All of the remaining readings will be held in in the Texana Room of SMU's DeGolyer Library. For more information and the schedule of events, visit the Festival website.

This year's featured writers include:

  • Dean Bakopoulos is the author of two novels, Please Don't Come Back from the Moon (2005) and My American Unhappiness (2011), both published by Houghton Mifflin Harcourt. He is the recipient of a Guggenheim Fellowship and a National Endowment for the Arts award, and is currently a visiting professor of fiction at Grinnell College in Iowa.

  • Shannon Cain’s debut story collection, The Necessity of Certain Behaviors, is the winner of the 2011 Drue Heinz Literature Prize. Her stories have been awarded the Pushcart Prize, the O. Henry Prize and a fellowship from the National Endowment for the Arts.

  • Eduardo Corral's poems have appeared or are forthcoming in Beloit Poetry Journal, Black Warrior Review, Huizache, Indiana Review, The Journal, Jubilat, New England Review, Ploughshares, Poetry, Poetry Northwest, Post Road, Quarterly West, Salt Hill and Witness. His work has been honored with a "Discovery"/The Nation award and a Bread Loaf Writers' Conference scholarship,

  • Amina Gautier is the winner of the Flannery O’Connor Award for her short story collection At-Risk (University of Georgia Press). Seventy of Gautier's stories have been published, appearing in Best African American Fiction, Callaloo, Chattahoochee Review, Iowa Review, Kenyon Review, North American Review, Shenandoah, and Southern Review.

  • Tyehimba Jess’ first book of poetry, leadbelly, was a winner of the 2004 National Poetry Series. The Library Journal and Black Issues Book Review both named it one of the “Best Poetry Books of 2005.” He received a 2004 Literature Fellowship from the National Endowment for the Arts and was a 2004-5 Winter Fellow at the Provincetown Fine Arts Work Center.

  • Krys Lee is the author of recently published Drifting House. Her short stories and articles have been published or are forthcoming in The Kenyon Review, Narrative Magazine, California Quarterly, Asia Weekly and Conde Nast, UK.

  • Corey Marks, editor of American Literary Review, is author of Renunciation, a National Poetry Series selection, and The Radio Tree, a Green Rose Prize winner. His poems have appeared in New England Review, Ploughshares, Southwest Review, The Threepenny Review, TriQuarterly, and The Virginia Quarterly Review.

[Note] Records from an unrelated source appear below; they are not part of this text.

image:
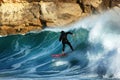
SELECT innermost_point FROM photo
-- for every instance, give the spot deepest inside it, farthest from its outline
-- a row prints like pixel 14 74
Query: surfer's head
pixel 62 32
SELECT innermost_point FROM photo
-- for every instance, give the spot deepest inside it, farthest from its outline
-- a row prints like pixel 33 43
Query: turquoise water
pixel 95 56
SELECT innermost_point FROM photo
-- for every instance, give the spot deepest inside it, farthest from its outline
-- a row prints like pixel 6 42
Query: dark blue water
pixel 95 56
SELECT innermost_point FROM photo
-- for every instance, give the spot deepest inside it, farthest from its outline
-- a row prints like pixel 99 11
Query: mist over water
pixel 96 51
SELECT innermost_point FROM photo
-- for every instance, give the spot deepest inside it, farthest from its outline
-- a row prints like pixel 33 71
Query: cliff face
pixel 21 16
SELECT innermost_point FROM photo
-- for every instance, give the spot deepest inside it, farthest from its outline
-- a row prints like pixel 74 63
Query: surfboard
pixel 58 55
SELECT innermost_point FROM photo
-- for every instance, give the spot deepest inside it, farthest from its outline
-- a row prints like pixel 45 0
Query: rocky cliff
pixel 21 16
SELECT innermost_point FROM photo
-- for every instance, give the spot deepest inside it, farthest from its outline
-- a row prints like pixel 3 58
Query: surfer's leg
pixel 70 46
pixel 63 48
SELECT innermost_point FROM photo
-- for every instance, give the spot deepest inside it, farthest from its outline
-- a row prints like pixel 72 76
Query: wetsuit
pixel 63 38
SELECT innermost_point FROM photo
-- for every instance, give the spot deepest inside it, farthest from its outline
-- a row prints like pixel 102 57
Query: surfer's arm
pixel 69 33
pixel 60 38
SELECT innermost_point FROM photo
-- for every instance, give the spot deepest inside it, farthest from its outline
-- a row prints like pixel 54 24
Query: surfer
pixel 63 38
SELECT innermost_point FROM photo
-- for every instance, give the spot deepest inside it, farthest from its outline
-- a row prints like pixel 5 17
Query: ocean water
pixel 95 57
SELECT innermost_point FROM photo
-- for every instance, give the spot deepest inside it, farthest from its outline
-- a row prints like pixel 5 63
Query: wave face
pixel 96 51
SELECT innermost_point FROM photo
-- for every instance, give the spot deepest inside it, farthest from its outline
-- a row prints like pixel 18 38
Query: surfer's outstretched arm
pixel 69 33
pixel 60 38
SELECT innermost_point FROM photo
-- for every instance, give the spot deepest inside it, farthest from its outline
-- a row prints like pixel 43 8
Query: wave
pixel 96 50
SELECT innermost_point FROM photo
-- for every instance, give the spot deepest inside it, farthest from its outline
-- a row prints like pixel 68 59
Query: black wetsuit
pixel 63 38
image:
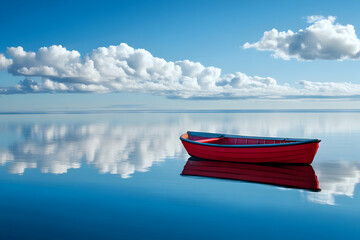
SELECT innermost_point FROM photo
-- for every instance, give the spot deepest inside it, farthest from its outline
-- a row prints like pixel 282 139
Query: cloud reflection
pixel 338 178
pixel 135 142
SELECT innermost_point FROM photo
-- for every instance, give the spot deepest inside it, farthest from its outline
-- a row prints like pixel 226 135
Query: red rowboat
pixel 293 176
pixel 236 148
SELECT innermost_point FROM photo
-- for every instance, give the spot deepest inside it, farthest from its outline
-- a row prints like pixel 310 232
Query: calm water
pixel 117 176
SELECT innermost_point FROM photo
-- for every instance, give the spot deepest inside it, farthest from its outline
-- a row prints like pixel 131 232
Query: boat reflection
pixel 290 176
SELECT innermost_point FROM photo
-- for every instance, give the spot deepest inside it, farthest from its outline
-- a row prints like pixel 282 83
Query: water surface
pixel 117 176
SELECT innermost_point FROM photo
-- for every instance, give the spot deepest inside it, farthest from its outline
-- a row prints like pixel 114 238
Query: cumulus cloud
pixel 4 62
pixel 323 39
pixel 125 69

  • Martha Rhodes is the author of four poetry collections, At the Gate, Perfect Disappearance (winner of the Green Rose Prize), Mother Quiet, and The Beds. Her work has appeared in numerous journals and anthologies.

“We are beyond pleased at the level of talent in our lineup this year,” said David Haynes, head of the SMU creative writing department. “This is an incredible opportunity for our students and the extended SMU community.”

Since the 1980’s, SMU’s Literary Festival has featured notable writers that include John Updike, Joyce Carol Oates, Alice Walker, Norman Mailer, Robert Pinsky, and Jill McCorkle.